日本語は「主語」のない、「劣った」「非論理的な」言語か

 

この本には
「裏」の目的があります。

 

それは
「日本語は決して劣った言語ではない」
という主張です。

 

よく、こんなことを言う人がいます。

 

「日本語って、語順がめちゃくちゃ。
非論理的だよね。
英語のほうが論理的だよ」

 

「日本語は【主語】のない
実にあいまいな言語だ。
英語は主語があるから
分かりやすい言語だ」

 

……どうでしょう、
こんなことをいう人、
まわりにいませんか?

 

「進歩的知識人」が
こんなことを言うことが
多いようです。

 

 

でも。

 

本当に
そうなのでしょうか?

 

本多勝一さんは
ここに疑問を投げかけるのです。

 

イギリス語(英語)などは
あくまで無数の言語の中のヒトツにすぎない。

これがとくに論理的でもなければ、
とくにすぐれているわけでもない。

現代までの言語帝国主義的国際情勢のおかげで
イギリス語が得ている不当に大きい力関係を
考えれば、
むしろイギリス語は他の言語より非論理的で
劣っていると言わなければ
平衡がとれないくらいだが、
この際感情に走るのはやめておこう。

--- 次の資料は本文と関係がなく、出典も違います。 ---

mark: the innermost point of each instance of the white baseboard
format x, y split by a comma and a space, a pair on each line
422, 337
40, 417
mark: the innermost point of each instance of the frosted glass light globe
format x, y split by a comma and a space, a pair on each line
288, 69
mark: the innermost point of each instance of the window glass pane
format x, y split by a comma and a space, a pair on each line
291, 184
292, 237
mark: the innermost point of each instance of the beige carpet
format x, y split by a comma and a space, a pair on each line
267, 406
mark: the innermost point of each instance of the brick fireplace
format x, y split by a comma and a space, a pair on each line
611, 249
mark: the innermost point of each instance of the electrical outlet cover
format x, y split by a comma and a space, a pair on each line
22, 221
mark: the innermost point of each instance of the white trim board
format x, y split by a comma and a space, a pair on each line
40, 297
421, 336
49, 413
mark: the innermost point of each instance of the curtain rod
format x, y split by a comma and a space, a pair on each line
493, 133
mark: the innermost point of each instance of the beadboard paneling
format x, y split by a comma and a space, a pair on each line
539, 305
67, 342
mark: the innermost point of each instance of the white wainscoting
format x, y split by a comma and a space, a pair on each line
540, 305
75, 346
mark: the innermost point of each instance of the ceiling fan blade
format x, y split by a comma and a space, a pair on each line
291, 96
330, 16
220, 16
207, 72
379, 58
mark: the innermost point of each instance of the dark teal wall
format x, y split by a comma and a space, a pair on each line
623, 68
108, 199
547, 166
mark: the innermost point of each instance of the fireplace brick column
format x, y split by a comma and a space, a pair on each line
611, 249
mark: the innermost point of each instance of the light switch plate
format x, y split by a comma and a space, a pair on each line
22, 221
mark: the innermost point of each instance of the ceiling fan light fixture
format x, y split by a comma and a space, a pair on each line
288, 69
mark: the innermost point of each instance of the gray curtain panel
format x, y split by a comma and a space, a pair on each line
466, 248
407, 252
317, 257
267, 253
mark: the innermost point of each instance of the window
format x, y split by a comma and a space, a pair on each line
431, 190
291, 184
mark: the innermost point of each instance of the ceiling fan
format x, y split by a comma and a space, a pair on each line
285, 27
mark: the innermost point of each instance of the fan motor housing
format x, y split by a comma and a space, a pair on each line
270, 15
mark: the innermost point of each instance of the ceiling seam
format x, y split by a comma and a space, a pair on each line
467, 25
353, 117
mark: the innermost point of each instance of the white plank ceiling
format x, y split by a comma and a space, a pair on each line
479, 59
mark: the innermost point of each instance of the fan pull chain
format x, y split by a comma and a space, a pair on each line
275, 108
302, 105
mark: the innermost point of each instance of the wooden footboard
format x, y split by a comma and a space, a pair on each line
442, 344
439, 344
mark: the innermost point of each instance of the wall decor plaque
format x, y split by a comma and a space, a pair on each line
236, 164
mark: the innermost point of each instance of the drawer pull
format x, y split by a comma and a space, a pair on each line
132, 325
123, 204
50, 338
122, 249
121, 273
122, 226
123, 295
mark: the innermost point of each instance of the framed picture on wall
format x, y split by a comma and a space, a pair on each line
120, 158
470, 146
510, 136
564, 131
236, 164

(144)

 

そうです。

 

英語も(本多勝一さんのいう「イギリス語」)
数ある言語の一つにすぎないのです。

 

たまたま、
英語は「主語」を
ハッキリと書く言語ですが、

それだけをもって
「だから日本語は劣っている」
「だから日本語はダメなんだ」
というのは
間違いなのです。

 

むしろ
英語は「主語」を必ずおくことで
表現が制約されたり、
表記が面倒になったりするのです。

 

例をあげましょう。

 

下の状況を日本語と英語で
表現してみます↓

 

 

日本語では

「雨が降った」

と書きます。

 

 

一方、英語では

「It rains.」

と書きます。

 

日本語では「雨が」と
主格を示していますが、
英語では

いきなり謎の主語Itが
登場するのです。

 

別に「Rains.」で分かりそうな
ものですが、
それでも無理やりItをつけるのです。

 

 

別の例を出しましょう。

 

「とてもカンタンだ!」

を英語にしてみましょう。

 

英語だと

「It is very easy.」

となります。

 

「とてもカンタンだ」と言うだけなのに、
「It is」がないと書けないのです。

 

考えてみると、
英語って謎な言語だと思いませんか?

 

こう書くと、

「英語のささいな例で批判するのは
フェアじゃない」

という人もいるかもしれませんね。

 

でも、
これこそが大事な点なのです。

 

日本語は
「主語」を書かなくても
構わない
「便利な言葉」なのです。

 

別に「主語」がないということで
「劣った言語だ」というわけではないのです。

 

むしろ英語よりも
「主語」を書かなくていい分、
「便利な言葉」と言ってもかまわないわけです。

 

せっかく日本語を使っている以上、日本語の「強み」を活かしていこう

 

そうです。

 

たまたま「主語」を必ず書く
英語という一言語と、
「主語」がなくてもいい
日本語を比べても
本当は意味が無いのです

 

これは英語と日本語に限りません。

 

アイヌ語も中国語も韓国語も、
ドイツ語もロシア語も、
どれもそうです。

 

 

どの国の言語も、
「劣っている」とか
「非論理的だ」とか
批判をすべきではないのです。

 

むしろ
その国の言語の持つ
「強み」を活かしていくのが重要なのです。

 

 

私たちは
日本語を普段使っています。

 

せっかく普段使っている以上、
日本語の「強み」を活かした
使い方をしたいですよね。

 

また、せっかく使っている以上、
よりよい日本語を使っていきたいですよね。

 

日本語で文章を書く。
その際に「どう書けばいいか」を
教えてくれるのが
『日本語の作文技術』なのです。

 

同時に、
作文教室ゆうが目指しているものでもあるのです。

 

ではまた!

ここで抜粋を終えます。